Quarante ans après Give Peace a Chance, pas de chance: il n'y a pas la paix... Sur le long terme, du gourdin à l'atome, la violence diminue bel et bien dans le monde. Mais ça n'arrange rien pour les Irakiens ou les Soudanais.

John Lennon aurait-il raté son entreprise, lui qui est mort violemment une douzaine d'années après avoir viré vers ce militantisme qui l'a ensuite presque entièrement absorbé? Or, davantage que l'ex-Beatle à la Rickenbacker, le Lennon militant n'est-il pas l'objet du mythe construit autour de lui?

 

Yoko Ono parle encore de paix, bien sûr. Et elle endosse l'exposition Imagine / La ballade pour la paix de John et Yoko, en cours au Musée des beaux-arts de Montréal. Mais ce n'est plus pareil, chacun le voit bien. Son discours est un prêche plus ou moins ésotérique qui a un parfum d'encens, un son de sitar et des lueurs d'aura... rien pour réduire au silence une kalachnikov.

Yvon Deschamps pourrait certainement demander: les chansons pour la paix, qu'ossa donne?

IIIIIIIIIIIIIIIIIIIIIIIIIIIIII

En un sens: rien.

Il arrive beaucoup de choses au réel lorsqu'il passe dans le tordeur de l'expression artistique. Ce qui sort à l'autre bout est surtout de la beauté, et les Beatles en ont produit en quantité stupéfiante. Mais, du même tordeur, l'aspect politique de la réalité, lui, émerge dépenaillé, squelettique, simplifié jusqu'à n'être plus qu'une caricature inutilisable dans le réel: l'art, la chanson en particulier, s'étouffe avec cette sorte de complexité! Or, la paix, c'est de la politique. Le tordeur de l'art n'a jamais rendu un plan de paix israélo-palestinienne. Ou un traité de réduction des armes stratégiques.

Le patriarche de la protest song moderne, Bob Dylan, a toujours pris la précaution de se définir d'abord comme musicien.

Au surplus, l'état naturel de l'homme est l'état de guerre, parce qu'il a toujours eu et aura toujours des intérêts. C'est la civilisation qui construit la paix - ou pas. Facile à vérifier. Avant d'être éduqués, c'est-à-dire «civilisés», les enfants ne connaissent naturellement que leurs intérêts et la manière forte de les défendre. Confiez-leur les rênes du pouvoir (comme l'ont béatement suggéré beaucoup de... chansons) et, en 20 minutes, vous obtiendrez la guerre nucléaire totale et mondiale!
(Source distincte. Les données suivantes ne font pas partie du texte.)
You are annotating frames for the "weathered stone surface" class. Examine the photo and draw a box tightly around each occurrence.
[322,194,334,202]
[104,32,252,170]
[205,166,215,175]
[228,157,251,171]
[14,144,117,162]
De fait, la chanson pour la paix ne fleurit que dans une société arrivée à un point de civilisation où cette paix existe déjà. La guerre y est alors perçue par les masses comme une anomalie à éradiquer, y compris lorsqu'elle est portée par cette société-là dans d'autres.

En ce sens, Give Peace a Chance n'aura finalement pas été inutile. Cette chanson et les autres sont des briques ajoutées à un édifice en construction, celui d'une civilisation plus parfaite qui sera un jour (ou pas) l'ultime antidote à la guerre.

Une autre brique dans le mur, a-t-on aussi chanté.